By others I mean "stick hand on apple tree, an orange grows out of it", or "turn a dog into a violin made of tendons". How would knowledge that one can do this affect that person?
Can this person turn an object or an animal into a human? An attractive human of the preferred sex? With no free will?
A person who could do that would do anything and everything to better themselves. Turn leaves into money. Turn sterling silver into gold and sell it. Make rocks turn into diamonds. I really hope you've thought of limitations to this power.
I'd be turning everything to gold. This just seems like too much of a power that would make it difficult to keep a story realistic.
It has to be organic. The story that I am writing is not about heroes or villains. It is about an artist struggling to create. The world becomes a canvas to him. But I want to know how to get him from "This cat looks like a cat with a human face!" to "I am the sculptor of the world!"
Usually, by historical reasoning, people with unlimited power get narcissistic and arrogant, like Nero as an extreme example. There's a psychology researcher who is gather evidence that affluent people believe that their privileges and exception from law is deserved. But I don't know if that's your angle, with a power motif. Eta: Just read your post, sorry.
The trick here is context. Now if he is alone with this power it is very powerful. Actually the organic aspect is very powerful it means he can kill anyone by touch really. Right you don't seem to mention any limit beyond organic. Which means he could turn some ones heart into a apple and they die! Like Brianniff said powerful people do tend to be arrogant but we don't have context. If half the world can do this then he isn't all powerful. If half the world has powers even if different he may or may not be all powerful. So I can't really anwser without more context.

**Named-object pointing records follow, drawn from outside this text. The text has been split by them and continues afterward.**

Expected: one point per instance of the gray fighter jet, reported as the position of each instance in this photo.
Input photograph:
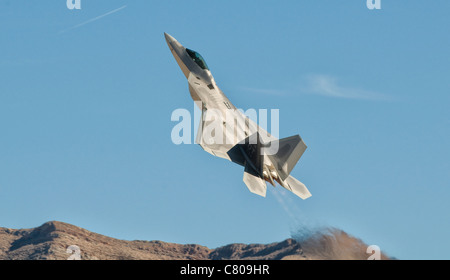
(226, 132)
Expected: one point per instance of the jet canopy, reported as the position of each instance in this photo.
(197, 59)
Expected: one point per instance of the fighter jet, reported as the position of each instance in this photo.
(234, 136)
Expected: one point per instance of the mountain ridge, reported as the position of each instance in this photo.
(51, 241)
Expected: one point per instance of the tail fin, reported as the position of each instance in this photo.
(290, 150)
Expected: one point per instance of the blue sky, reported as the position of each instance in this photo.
(86, 98)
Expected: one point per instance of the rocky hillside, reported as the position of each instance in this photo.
(53, 241)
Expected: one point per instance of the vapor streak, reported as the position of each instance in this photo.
(93, 19)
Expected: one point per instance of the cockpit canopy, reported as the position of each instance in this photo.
(197, 59)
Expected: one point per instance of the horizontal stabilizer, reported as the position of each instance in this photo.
(290, 150)
(297, 187)
(254, 183)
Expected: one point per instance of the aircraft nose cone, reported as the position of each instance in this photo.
(169, 39)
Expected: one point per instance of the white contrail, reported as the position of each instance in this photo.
(94, 19)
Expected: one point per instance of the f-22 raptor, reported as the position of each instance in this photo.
(264, 157)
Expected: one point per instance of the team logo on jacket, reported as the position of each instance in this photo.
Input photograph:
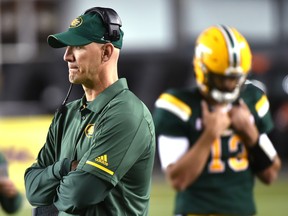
(103, 159)
(89, 130)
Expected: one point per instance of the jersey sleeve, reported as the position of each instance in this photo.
(259, 105)
(171, 115)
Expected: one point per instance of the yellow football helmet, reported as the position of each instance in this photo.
(223, 51)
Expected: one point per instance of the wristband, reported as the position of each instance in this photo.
(262, 154)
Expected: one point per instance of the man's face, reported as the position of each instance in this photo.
(83, 63)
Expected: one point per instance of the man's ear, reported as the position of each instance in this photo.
(107, 51)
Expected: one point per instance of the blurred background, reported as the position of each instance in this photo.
(157, 54)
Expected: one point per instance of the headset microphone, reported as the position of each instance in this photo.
(62, 107)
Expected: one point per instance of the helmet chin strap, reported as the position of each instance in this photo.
(225, 97)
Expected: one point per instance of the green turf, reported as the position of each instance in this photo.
(271, 200)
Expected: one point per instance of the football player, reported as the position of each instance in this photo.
(213, 139)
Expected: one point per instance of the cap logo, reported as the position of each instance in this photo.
(76, 22)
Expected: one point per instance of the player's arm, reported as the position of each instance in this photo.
(263, 156)
(187, 168)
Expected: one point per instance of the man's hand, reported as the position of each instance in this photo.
(242, 122)
(7, 187)
(217, 121)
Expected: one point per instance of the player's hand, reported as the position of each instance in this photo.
(7, 187)
(215, 122)
(243, 123)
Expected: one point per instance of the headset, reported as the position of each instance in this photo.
(111, 21)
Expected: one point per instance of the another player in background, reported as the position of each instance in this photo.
(99, 152)
(10, 197)
(213, 138)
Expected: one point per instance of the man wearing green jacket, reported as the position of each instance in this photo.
(99, 152)
(10, 197)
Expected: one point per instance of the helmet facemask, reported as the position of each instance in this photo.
(221, 95)
(221, 51)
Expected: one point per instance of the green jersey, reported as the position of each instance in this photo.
(12, 204)
(113, 139)
(225, 186)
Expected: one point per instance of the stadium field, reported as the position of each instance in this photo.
(271, 200)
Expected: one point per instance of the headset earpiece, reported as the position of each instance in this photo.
(111, 20)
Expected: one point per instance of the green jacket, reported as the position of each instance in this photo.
(9, 205)
(113, 139)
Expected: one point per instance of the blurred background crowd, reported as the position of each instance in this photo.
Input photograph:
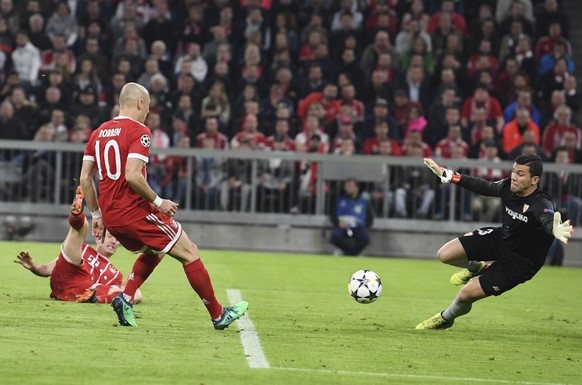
(457, 79)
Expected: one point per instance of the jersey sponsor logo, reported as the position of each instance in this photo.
(145, 140)
(515, 215)
(106, 133)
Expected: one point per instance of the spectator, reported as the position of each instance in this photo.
(545, 44)
(62, 22)
(37, 36)
(574, 152)
(453, 142)
(524, 100)
(447, 8)
(24, 109)
(255, 22)
(26, 60)
(160, 27)
(10, 127)
(550, 13)
(417, 12)
(414, 192)
(151, 68)
(559, 52)
(86, 104)
(513, 132)
(218, 97)
(275, 190)
(488, 209)
(209, 171)
(345, 132)
(59, 132)
(327, 99)
(528, 146)
(97, 58)
(348, 98)
(312, 127)
(482, 99)
(573, 97)
(351, 218)
(250, 135)
(348, 7)
(380, 113)
(372, 146)
(488, 134)
(406, 40)
(553, 136)
(381, 45)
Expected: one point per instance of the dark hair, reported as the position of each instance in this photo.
(534, 162)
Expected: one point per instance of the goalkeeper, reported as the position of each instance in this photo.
(517, 249)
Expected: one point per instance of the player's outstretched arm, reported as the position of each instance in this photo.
(445, 175)
(562, 230)
(26, 261)
(88, 171)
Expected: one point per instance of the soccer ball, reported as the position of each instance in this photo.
(365, 286)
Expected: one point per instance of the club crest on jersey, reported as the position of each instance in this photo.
(145, 140)
(515, 215)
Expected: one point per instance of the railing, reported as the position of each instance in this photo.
(246, 186)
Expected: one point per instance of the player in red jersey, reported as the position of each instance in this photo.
(142, 221)
(80, 273)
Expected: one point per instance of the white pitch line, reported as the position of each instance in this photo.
(414, 376)
(248, 335)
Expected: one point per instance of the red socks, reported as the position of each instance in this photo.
(77, 222)
(142, 268)
(200, 282)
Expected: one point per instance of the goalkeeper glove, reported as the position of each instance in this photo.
(562, 231)
(446, 175)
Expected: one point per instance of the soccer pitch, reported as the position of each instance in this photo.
(302, 327)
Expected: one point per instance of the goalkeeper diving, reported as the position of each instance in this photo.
(500, 258)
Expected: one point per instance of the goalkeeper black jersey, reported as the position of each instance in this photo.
(527, 221)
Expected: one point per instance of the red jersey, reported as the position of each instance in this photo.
(110, 146)
(68, 280)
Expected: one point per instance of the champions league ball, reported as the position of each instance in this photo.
(365, 286)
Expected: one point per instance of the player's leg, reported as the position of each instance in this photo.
(461, 305)
(470, 252)
(187, 253)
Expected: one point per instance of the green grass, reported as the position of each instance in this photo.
(311, 331)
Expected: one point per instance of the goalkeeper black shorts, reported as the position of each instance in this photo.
(507, 271)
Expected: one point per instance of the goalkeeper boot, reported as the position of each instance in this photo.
(124, 311)
(230, 314)
(463, 276)
(77, 206)
(435, 322)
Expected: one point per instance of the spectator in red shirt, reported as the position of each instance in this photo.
(444, 147)
(447, 7)
(328, 100)
(372, 146)
(555, 131)
(513, 132)
(481, 98)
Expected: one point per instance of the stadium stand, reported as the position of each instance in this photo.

I like the power, but, to add my two cents, there needs to be some kind of limit to this. Anything really, from something minor like a "cool down" to something kind of serious like "You can only use this so many times" or something super serious, like "You can only use this so many times or you will die". I guess that was more then two cents but either way, there needs to be limits in my mind.
Seems like it would be an example of, "power tends to corrupt, and absolute power corrupts absolutely". I can't imagine any character who can do as you describe not becoming a tyrant, assuming he/she is human.
And sorry to jump off your post, but that's why I suggested limits. Unless @Elhanan you want them to become a tyrant.
That movie was based on a good concept, but, in my opinion, it was poorly portrayed. But I did like this scene; *eddie flicks off the tree* *two leaves fall off* That was probably the best moment in the movie (to me). But if someone died from overextending themselves, that would cause them to control it.
I'd say it depends super heavily on the kind of person they already were. Is it someone who's always sort of secretly thought they were better / smarter / cleverer than everyone else? Man they're gonna be insufferably smug now. Immediate power trip. Someone who's spent their whole life thinking they're shit and they deserve shit? Maybe this is sudden self-esteem which launches them into megalomaniac territory, maybe they have a period of crushing self-doubt - "why did this happen to me, I don't deserve this, someone better than me should have this power" etc. Maybe they're really righteous and they decide they have to use their power for good - turning discarded, rotten old food into fresh fruit for homeless people. Maybe they're more selfish (maybe the world has been bad to them) and they decide they don't owe other people anything. Maybe they think they're going crazy for a while, they're hallucinating, they try to ignore it or they try to get help. I mean, it's really all up to who this character already is before they come into this power that'll inform you as to how they behave once they have it. If you already have an endgame in mind, you can work back from that - they become a tyrant drunk on power but what led them there? Was it JUST the power? Did someone wrong or betray them along the way? Were they ever a simple struggling artists but they became heartbroken and disillusioned with themselves or the world? Did they start out on top and this power was just the icing on the cake, just more kindling to the fire of their existing, natural power (eg they're rich, privileged, whatever beforehand)?
If it were me and I was immature it would be shenanigans all the way. I imagine that if I were the only person with such power I would quickly be ostracised and if in modern society: captured and experimented on or killed.
In my opinion, they would become like a kid with a Lego set. Initially, they would make minor changes to things - maybe a rat that is slightly bigger or with somewhat human features. Overtime, they would experiment more and more and more to test the limits of what they could create. Eventually, they would make things and destroy their creations over and over as they became increasingly bored with any one stagnant thing. After a while, they might even start absently creating preposterous, insane creations which would get little more than yawn from them while the living things they altered would be in absolute hell. Damn - didn't realize OP was banned. Still it was a fun exercise.
If you're looking for help with this, I'm no psychology expert, but I'd definitely read Holly Black's trilogy, The Curse Workers (the three books are White Cat, Red Glove and Black Heart.) The central character has powers very similar to what you describe, although he does not know this at the beginning of the first book- he has to discover it, and the process he goes through after this discovery may be very helpful to you. Also just a great series!